Qu'est-ce que l'assurance dommages ouvrage ?

Qui doit souscrire et à quel moment ?

Ce que la DO garantit et exclut

DO et responsabilité décennale : quelle différence ?

Déclarer un sinistre et mise en jeu

Risques et sanctions en cas d'absence

FAQ

Pour aller plus loin

Qu'est-ce que l'assurance dommages ouvrage ?

L'assurance dommages-ouvrage (DO) est un mécanisme de préfinancement créé par la loi Spinetta du 4 janvier 1978, codifié à l'article L. 242-1 du Code des assurances. Son principe est simple : indemniser rapidement le maître d'ouvrage lorsque des désordres graves affectent un bâtiment, sans attendre qu'un tribunal désigne le responsable.

Concrètement, la DO fonctionne comme une assurance de choses et non de responsabilité. L'assureur verse les fonds nécessaires à la réparation dans un délai encadré par la loi — 60 jours pour notifier sa décision, puis 90 jours pour proposer une indemnité. Une fois le maître d'ouvrage indemnisé, l'assureur exerce un recours subrогatoire contre les constructeurs et leurs assureurs décennaux.

Ce mécanisme protège donc le propriétaire de l'ouvrage contre le risque de procédure longue. En contentieux construction, les délais moyens devant les tribunaux judiciaires dépassent régulièrement 3 ans, auxquels s'ajoutent les opérations d'expertise. La dommages-ouvrage supprime cette attente pour le bénéficiaire.

La garantie court pendant 10 ans à compter de la réception des travaux. Elle suit le bien et non la personne : en cas de revente, l'acquéreur bénéficie automatiquement de la couverture restante.

Qui doit souscrire et à quel moment ?

L'obligation de souscrire une assurance dommages-ouvrage pèse sur le maître d'ouvrage, c'est-à-dire celui pour le compte duquel les travaux sont réalisés. Cette obligation s'applique à toute personne physique ou morale : promoteur immobilier, entreprise qui construit ses locaux, SCI, collectivité ou particulier.

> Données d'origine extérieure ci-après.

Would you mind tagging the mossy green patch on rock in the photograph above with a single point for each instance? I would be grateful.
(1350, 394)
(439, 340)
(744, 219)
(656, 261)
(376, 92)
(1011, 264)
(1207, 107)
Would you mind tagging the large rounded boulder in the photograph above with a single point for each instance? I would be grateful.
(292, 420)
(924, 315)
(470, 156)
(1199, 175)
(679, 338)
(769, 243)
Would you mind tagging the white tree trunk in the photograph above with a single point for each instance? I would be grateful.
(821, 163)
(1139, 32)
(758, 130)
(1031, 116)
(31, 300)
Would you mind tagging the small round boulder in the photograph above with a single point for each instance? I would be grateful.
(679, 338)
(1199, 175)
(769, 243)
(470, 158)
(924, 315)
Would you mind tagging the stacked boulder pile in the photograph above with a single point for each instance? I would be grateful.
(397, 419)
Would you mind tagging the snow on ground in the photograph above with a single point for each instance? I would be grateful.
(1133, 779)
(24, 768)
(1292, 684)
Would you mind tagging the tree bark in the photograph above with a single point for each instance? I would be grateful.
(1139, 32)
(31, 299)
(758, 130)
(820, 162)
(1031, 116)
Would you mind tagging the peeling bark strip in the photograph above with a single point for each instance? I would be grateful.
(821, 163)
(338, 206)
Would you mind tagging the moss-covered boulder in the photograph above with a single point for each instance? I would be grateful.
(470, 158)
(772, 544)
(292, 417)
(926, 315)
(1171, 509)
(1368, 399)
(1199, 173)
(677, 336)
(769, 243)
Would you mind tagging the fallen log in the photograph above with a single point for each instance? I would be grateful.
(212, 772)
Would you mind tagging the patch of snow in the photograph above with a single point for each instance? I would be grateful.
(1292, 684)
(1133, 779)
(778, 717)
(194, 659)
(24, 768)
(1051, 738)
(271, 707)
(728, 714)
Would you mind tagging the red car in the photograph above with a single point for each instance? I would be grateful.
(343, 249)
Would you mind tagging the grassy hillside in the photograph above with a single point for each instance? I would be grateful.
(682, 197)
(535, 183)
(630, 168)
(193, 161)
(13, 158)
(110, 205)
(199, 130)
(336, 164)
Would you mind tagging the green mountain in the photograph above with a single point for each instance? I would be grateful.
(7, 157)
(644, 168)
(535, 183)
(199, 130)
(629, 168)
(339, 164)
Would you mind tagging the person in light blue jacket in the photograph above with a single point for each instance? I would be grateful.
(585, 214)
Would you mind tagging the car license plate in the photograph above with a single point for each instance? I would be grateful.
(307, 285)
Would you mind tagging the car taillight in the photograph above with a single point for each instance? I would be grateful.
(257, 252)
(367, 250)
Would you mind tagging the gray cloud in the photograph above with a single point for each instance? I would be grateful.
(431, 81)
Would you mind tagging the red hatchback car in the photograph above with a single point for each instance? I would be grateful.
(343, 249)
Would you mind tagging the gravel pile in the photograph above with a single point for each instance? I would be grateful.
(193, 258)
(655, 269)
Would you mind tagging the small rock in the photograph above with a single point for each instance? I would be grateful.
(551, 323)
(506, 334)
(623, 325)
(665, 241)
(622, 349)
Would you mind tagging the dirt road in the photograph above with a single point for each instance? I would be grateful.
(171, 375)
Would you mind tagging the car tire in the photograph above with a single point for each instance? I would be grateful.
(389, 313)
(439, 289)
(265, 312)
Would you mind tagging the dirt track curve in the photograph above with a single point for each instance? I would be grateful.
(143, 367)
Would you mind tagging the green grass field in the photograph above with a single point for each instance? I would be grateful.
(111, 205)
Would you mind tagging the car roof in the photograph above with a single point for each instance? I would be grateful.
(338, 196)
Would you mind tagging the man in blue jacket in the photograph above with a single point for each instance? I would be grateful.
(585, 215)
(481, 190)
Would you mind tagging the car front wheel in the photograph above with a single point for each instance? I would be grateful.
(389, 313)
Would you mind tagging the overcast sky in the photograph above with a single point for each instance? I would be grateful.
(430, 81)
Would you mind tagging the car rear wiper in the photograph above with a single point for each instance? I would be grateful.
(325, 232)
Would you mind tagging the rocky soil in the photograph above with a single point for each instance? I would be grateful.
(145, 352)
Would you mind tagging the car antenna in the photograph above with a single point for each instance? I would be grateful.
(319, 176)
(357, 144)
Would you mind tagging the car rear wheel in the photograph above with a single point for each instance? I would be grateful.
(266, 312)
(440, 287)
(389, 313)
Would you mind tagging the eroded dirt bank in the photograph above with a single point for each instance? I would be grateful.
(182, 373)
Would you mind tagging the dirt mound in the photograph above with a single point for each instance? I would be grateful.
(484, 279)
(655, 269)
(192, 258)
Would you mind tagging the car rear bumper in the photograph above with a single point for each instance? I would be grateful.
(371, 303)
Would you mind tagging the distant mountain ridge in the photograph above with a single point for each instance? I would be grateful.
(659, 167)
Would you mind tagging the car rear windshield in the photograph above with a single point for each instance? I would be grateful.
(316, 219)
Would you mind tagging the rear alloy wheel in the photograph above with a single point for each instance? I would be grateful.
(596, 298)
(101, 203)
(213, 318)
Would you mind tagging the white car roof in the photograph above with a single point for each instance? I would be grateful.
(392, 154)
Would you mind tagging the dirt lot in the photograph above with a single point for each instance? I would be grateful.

L'article L. 242-1 du Code des assurances prévoit 3 exceptions limitées :

ExemptéCondition
L'État et ses établissements publicsConstructions pour leur propre compte
Les collectivités territorialesConstructions pour leur propre compte
Les personnes morales de droit publicAssurant la maîtrise d'ouvrage dans le cadre de leurs missions

En dehors de ces cas, la souscription est obligatoire avant l'ouverture du chantier. L'assureur doit disposer du temps nécessaire pour analyser le projet, les intervenants et les garanties décennales des constructeurs. En pratique, le contrat est signé entre la phase de consultation des entreprises et la déclaration d'ouverture de chantier.

Pour un directeur juridique, le point de vigilance est précis : vérifier que la police DO est effective avant le premier ordre de service. Un contrat signé après le démarrage des travaux peut être frappé de nullité ou faire l'objet d'exclusions de garantie.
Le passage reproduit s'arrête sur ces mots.